2.1.4. Logical question (Logische Frage)

If Kant, reversing the tendency introduced by the logic of Port Royal, insists on the specificity of logic versus psychology, it will be Herbart who will give canonical form to this movement by becoming the paradigmatic defender of formal logic. German idealism in its development ends up promoting a non-subjectivist idealism that reaches its culmination in Hegel with its identification of being and thinking. Logische Frage is the name of the controversy unleashed by Trendelenburg (1843) against Herbartians and Hegelians, that is, both against the idea of a purely formal logic, and against the identification of logic and metaphysics.

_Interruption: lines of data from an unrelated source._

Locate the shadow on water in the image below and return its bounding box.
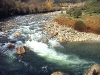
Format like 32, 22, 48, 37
0, 51, 73, 75
56, 42, 100, 64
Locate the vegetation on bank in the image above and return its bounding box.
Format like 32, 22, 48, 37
54, 0, 100, 34
0, 0, 61, 18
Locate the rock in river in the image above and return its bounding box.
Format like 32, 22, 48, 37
83, 64, 100, 75
16, 46, 29, 55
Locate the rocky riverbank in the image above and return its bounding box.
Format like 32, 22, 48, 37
43, 20, 100, 42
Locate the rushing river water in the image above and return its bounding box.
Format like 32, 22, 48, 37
0, 13, 100, 75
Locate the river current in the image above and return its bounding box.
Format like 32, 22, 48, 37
0, 12, 100, 75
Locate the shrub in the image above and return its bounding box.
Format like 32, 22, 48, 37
74, 21, 87, 32
95, 27, 100, 33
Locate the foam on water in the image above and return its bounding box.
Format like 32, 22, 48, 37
26, 40, 92, 65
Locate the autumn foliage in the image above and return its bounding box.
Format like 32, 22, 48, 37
54, 14, 100, 34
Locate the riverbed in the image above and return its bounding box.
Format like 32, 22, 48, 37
0, 12, 100, 75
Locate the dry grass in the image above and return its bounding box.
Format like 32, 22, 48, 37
54, 14, 100, 34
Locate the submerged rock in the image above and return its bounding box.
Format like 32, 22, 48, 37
51, 71, 69, 75
7, 44, 15, 49
83, 64, 100, 75
14, 31, 21, 37
16, 46, 29, 55
42, 38, 48, 43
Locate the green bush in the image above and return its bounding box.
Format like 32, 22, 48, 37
74, 21, 87, 32
95, 27, 100, 33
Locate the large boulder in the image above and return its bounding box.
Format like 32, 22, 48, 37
14, 31, 21, 37
16, 46, 29, 55
83, 64, 100, 75
42, 38, 48, 43
51, 71, 69, 75
7, 44, 15, 49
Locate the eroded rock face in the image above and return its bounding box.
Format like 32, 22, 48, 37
83, 64, 100, 75
51, 71, 69, 75
16, 46, 29, 55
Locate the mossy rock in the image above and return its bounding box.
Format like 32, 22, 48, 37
74, 21, 87, 32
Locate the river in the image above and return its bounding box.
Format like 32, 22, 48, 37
0, 12, 100, 75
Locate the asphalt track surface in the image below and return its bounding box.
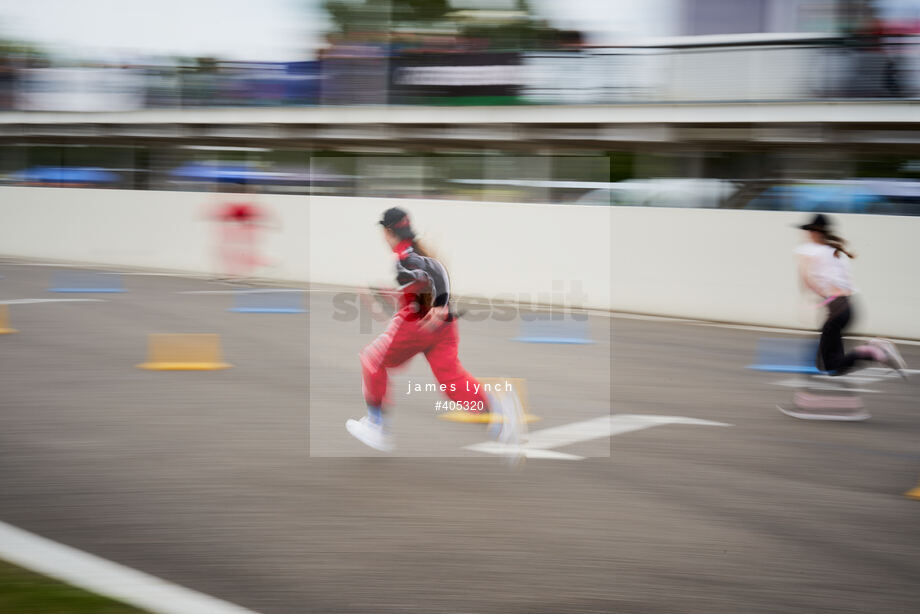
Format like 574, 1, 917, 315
0, 263, 920, 614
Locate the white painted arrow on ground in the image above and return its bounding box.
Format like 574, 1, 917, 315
464, 414, 731, 460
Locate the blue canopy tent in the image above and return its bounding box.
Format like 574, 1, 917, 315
10, 166, 120, 184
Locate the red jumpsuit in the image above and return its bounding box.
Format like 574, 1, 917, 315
360, 241, 488, 409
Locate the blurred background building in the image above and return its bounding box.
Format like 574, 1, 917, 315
0, 0, 920, 215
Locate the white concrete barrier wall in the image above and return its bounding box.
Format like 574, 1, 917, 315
0, 187, 920, 339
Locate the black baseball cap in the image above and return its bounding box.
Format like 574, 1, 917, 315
798, 213, 831, 232
378, 207, 415, 239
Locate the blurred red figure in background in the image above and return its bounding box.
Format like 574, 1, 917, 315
209, 182, 271, 279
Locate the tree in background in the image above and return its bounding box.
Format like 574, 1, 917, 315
323, 0, 565, 50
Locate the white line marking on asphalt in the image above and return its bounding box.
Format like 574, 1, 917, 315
176, 288, 306, 294
464, 414, 731, 460
773, 377, 881, 392
0, 298, 105, 305
815, 367, 920, 384
0, 522, 256, 614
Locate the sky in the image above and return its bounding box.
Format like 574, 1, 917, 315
0, 0, 675, 61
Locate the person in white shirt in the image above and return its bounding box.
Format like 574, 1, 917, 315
795, 213, 907, 377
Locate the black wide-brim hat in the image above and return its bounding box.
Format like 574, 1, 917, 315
796, 213, 831, 232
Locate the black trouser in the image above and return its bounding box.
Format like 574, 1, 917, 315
816, 296, 866, 375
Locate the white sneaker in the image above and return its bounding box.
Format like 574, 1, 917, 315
345, 416, 393, 452
869, 339, 907, 377
489, 394, 527, 446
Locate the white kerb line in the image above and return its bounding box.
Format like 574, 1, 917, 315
464, 414, 731, 460
0, 298, 105, 305
0, 522, 257, 614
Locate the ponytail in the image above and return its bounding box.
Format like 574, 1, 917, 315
412, 238, 437, 260
822, 230, 856, 260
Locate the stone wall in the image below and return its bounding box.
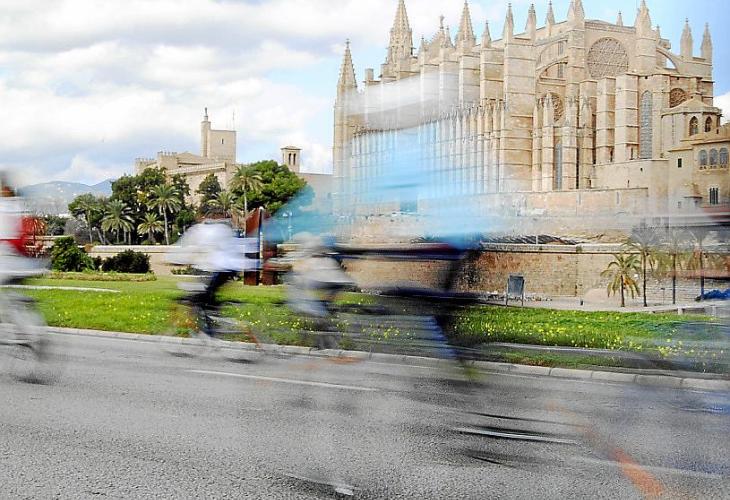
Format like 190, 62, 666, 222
89, 245, 173, 276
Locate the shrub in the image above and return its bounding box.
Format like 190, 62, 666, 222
91, 257, 104, 271
101, 250, 150, 274
51, 236, 94, 272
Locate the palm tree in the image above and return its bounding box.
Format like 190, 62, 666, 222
657, 229, 687, 304
208, 190, 238, 219
75, 195, 99, 243
137, 212, 163, 242
625, 224, 660, 307
687, 227, 710, 300
231, 165, 264, 217
149, 184, 182, 245
101, 200, 134, 243
601, 253, 641, 307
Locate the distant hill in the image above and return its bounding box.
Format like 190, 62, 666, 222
19, 180, 112, 215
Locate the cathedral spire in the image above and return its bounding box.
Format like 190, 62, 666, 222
545, 1, 555, 26
385, 0, 413, 64
679, 19, 694, 60
441, 24, 454, 49
456, 1, 476, 50
700, 23, 712, 62
502, 3, 515, 42
337, 40, 357, 91
634, 0, 651, 35
482, 21, 492, 49
568, 0, 586, 23
525, 3, 537, 40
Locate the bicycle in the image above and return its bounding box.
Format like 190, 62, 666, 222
0, 280, 54, 383
160, 282, 278, 361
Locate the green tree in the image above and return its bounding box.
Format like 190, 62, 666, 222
43, 215, 66, 236
51, 236, 94, 272
687, 227, 710, 300
110, 167, 167, 242
137, 212, 163, 243
601, 253, 641, 307
656, 229, 688, 304
149, 184, 182, 245
101, 200, 134, 243
626, 224, 661, 307
68, 193, 106, 243
175, 208, 197, 233
208, 190, 238, 219
231, 162, 264, 217
170, 174, 190, 203
195, 174, 223, 215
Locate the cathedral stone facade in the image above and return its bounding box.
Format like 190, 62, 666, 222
333, 0, 728, 227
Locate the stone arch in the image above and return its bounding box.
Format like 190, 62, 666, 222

The logische Frage is not identical with the Psychologismusstreit, but both processes are linked in several ways. One of the derivations of the logische Frage is the emergence and consolidation of a strong ‘immanentist’ tendency (Sigwart, 1873–8 [1904]: 6–7; Wundt, 1893: I, 12; Lipps, 1893: 1–3; Erdmann, 1892: 35, 187) that, trying to release logic from metaphysics, ends up interpreting its laws as ‘laws of thought’ (Denkgesetze) and not of being. It is this immanentist tendency that, on the one hand, promotes in Germany the foundation of logic in psychology in the 1880s, on the other, links this foundation in an essential way to a relativism of the species (Sigwart, 1873–8 [1904]: I, 8; Erdmann, 1892: 378; Husserl, 1900 [1975]: 130ff.).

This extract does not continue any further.